In our above example, the corresponding nested protection levels
are:
Y
= 13,
Y
+ M = 29,
Y
+ M + Q = 62,
Y
+ M + Q + K = 100.
How
should these protection levels be set? If they are too low,
some high paying passengers may be lost. (The passengers are
said to be SPILLED.) If they are too high, some seats may not
be sold. (The seats are said to be SPOILED.) The problem is
that airline seats are a perishable product. Once a plane takes
off, all empty seats can no longer be sold. The problem of PERISHABLE
ASSET REVENUE MANAGEMENT is faced by any company selling a perishable
product, e.g., airlines, hotels, newspapers, fruit stands.
Here
is one approach to set the levels. The reader will see that
the approach could be modified in many ways and that there are
many complications that deserve study. We begin by forecasting,
based on history and experience, the distribution of the demand
for Y class tickets.

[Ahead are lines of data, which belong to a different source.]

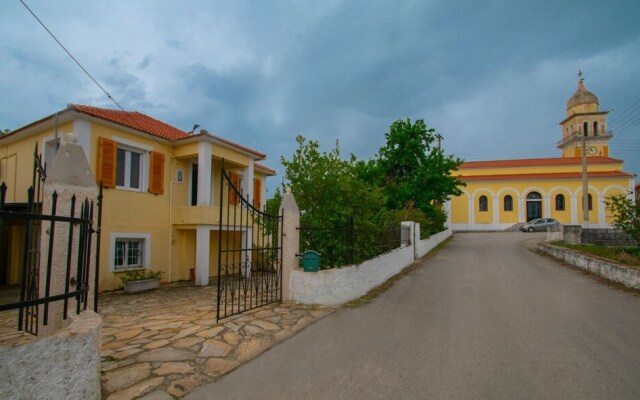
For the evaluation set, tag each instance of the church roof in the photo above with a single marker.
(529, 162)
(582, 96)
(551, 175)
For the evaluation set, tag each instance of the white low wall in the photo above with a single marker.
(426, 245)
(65, 365)
(626, 276)
(339, 285)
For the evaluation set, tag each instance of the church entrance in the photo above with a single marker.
(534, 206)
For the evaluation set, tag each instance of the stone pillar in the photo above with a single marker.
(68, 175)
(290, 241)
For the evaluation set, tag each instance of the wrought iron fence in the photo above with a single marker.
(78, 228)
(348, 243)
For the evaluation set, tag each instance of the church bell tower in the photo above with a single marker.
(584, 119)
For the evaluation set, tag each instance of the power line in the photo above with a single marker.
(72, 57)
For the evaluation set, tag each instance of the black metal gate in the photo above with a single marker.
(249, 251)
(79, 231)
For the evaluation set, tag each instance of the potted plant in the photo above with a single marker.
(140, 280)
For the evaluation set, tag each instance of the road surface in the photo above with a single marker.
(484, 318)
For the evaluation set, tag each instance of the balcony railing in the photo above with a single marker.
(577, 136)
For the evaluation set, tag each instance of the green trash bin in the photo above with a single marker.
(310, 261)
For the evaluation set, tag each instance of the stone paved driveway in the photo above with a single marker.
(164, 343)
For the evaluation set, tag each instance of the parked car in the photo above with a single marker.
(539, 224)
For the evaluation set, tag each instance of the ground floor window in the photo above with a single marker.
(129, 251)
(483, 203)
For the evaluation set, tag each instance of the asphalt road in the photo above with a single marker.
(485, 318)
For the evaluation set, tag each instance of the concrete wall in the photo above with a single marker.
(65, 365)
(339, 285)
(626, 276)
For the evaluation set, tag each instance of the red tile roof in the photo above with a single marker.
(553, 175)
(135, 120)
(264, 168)
(529, 162)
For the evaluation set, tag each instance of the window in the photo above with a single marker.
(129, 165)
(590, 201)
(508, 203)
(560, 202)
(484, 204)
(129, 253)
(128, 169)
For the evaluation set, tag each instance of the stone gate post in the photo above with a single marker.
(290, 241)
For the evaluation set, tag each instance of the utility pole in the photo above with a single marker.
(585, 183)
(440, 139)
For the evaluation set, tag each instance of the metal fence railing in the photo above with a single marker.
(348, 243)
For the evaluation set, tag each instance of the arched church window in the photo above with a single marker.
(508, 203)
(560, 202)
(483, 203)
(585, 129)
(590, 201)
(534, 196)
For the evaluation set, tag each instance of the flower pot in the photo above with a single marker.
(141, 286)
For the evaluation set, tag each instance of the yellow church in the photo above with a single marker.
(502, 193)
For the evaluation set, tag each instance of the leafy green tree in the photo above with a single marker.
(413, 172)
(327, 188)
(626, 214)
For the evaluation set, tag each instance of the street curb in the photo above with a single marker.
(618, 273)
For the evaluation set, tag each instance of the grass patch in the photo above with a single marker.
(376, 291)
(620, 255)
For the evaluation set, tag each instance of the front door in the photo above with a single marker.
(534, 206)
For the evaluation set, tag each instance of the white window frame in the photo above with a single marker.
(115, 236)
(133, 147)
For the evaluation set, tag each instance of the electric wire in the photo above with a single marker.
(72, 57)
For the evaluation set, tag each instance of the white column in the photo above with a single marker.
(547, 206)
(204, 173)
(202, 254)
(601, 210)
(247, 181)
(574, 209)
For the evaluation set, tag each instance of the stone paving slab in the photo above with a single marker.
(164, 343)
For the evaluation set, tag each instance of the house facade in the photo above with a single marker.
(162, 190)
(502, 193)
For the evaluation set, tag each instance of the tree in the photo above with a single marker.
(626, 214)
(327, 188)
(413, 172)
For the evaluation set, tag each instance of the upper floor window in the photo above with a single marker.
(508, 203)
(128, 169)
(560, 202)
(483, 203)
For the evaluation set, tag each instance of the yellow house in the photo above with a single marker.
(502, 193)
(163, 189)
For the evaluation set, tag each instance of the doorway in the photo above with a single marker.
(534, 206)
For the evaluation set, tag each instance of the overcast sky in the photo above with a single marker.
(492, 77)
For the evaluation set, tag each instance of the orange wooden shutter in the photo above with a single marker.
(257, 193)
(156, 172)
(107, 151)
(235, 183)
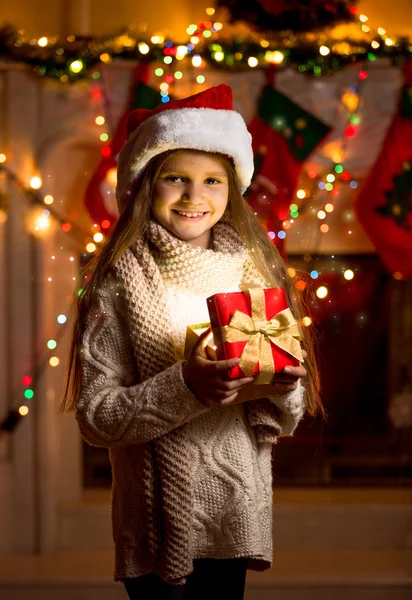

We can then plot the reverse cumulative
distribution curve for Y class tickets. Denote this curve as
P(n). By "reverse" we mean that P(n) is the probability
that there will be at LEAST n passengers willing to buy
Y class tickets for the flight under consideration.
If
Y is the price of a Y class ticket then Y × P(n)
is the expected marginal seat revenue (EMSR) for Y class passengers.
Thus, the EMSR curve is just a rescaling of the reverse cumulative
distribution curve. Denote this Y class EMSR curve as EY
(n). We can use the EY (n) curve to determine
the Y class protection level by choosing n such that
EY (n) equals M, the price of an M
class ticket. (Note that we are approximating that actual discrete
EMSR plot by a continuous curve; seats are sold as units.)
What
about the next protection level? Suppose that, in addition to
our forecast of the demand for Y class tickets, we have a forecast
for the demand for M class tickets. Ideally we would convolve
these demand distributions and rescale the resulting reverse
cumulative distribution curve by Y to get EY+M.
(We rescale by Y as the marginal spilled passenger will
be a Y class passenger as, by assumption, they show up last.)
The protection level for ,Y + M would then be the value
of n for which EY+M equals Q, the price
of a Q class ticket.
However,
the ideal is hard to obtain. The convolution requires that we
know how the Y class demand and M class demand are correlated
when it is hard enough to estimate these distributions as it
is. A simple heuristic would be to find n1 and n2
such that EY(n1) equals Q and EM(n2)
equals Q and then use n1 + n2 as the protection
level. Clearly,there should be room for improvement. Here are
some references for those interested in exploring this further.
P.P.
Belobaba.
"Application
of a probabilistic decision model to airline seat inventory
control,"
Operations
Research, Volume 37, pages 183--197. (1989)
P.P.
Belobaba.
"Optimal
vs. heuristic methods for nested seat allocation,"
Proceedings
of the AGIFORS Reservations and Yield Management Study Group,
Brussels,
pages 28--53. (1992)
P.P.
Belobaba and L.R. Weatherford.
"Comparing
decision rules that incorporate customer diversion in perishable
asset revenue management situations,"
Decision
Sciences, Volume 27, Number 2, pages 343--363. (1996)
S.E.
Bodily and L.R. Weatherford.
"Perishable-asset
revenue management: Generic and multiple-price yield management
with diversion."
Omega,
Volume 23, pages 173--185. (1995)
L.R.
Weatherford and S.E. Bodily.
"A
taxonomy and research overview of perishable-asset revenue management:
Yield management, overbooking, and pricing."
Operations
Research, Volume 40, pages 831-844. (1992)
K.
Talluri and G. van Ryzin.
"An
analysis of bid-price controls for network revenue management."
Manuscript.
(1996)
About
the speaker:
Richard
Stone received a S.B. in mathematics from M.I.T. (1977), an
M.S. in statistics from Stanford (1980) and a Ph.D. in operations
research from Stanford (1981). From 1981 through 1986 he was
on the faculty of the Harvard Business School in the area of
managerial economics. From 1986 through 1991 he worked in the
department of operations research at AT&T Bell Laboratories.
Since 1991, Dr. Stone has been a senior consultant with the
operations research and management division of Northwest Airlines.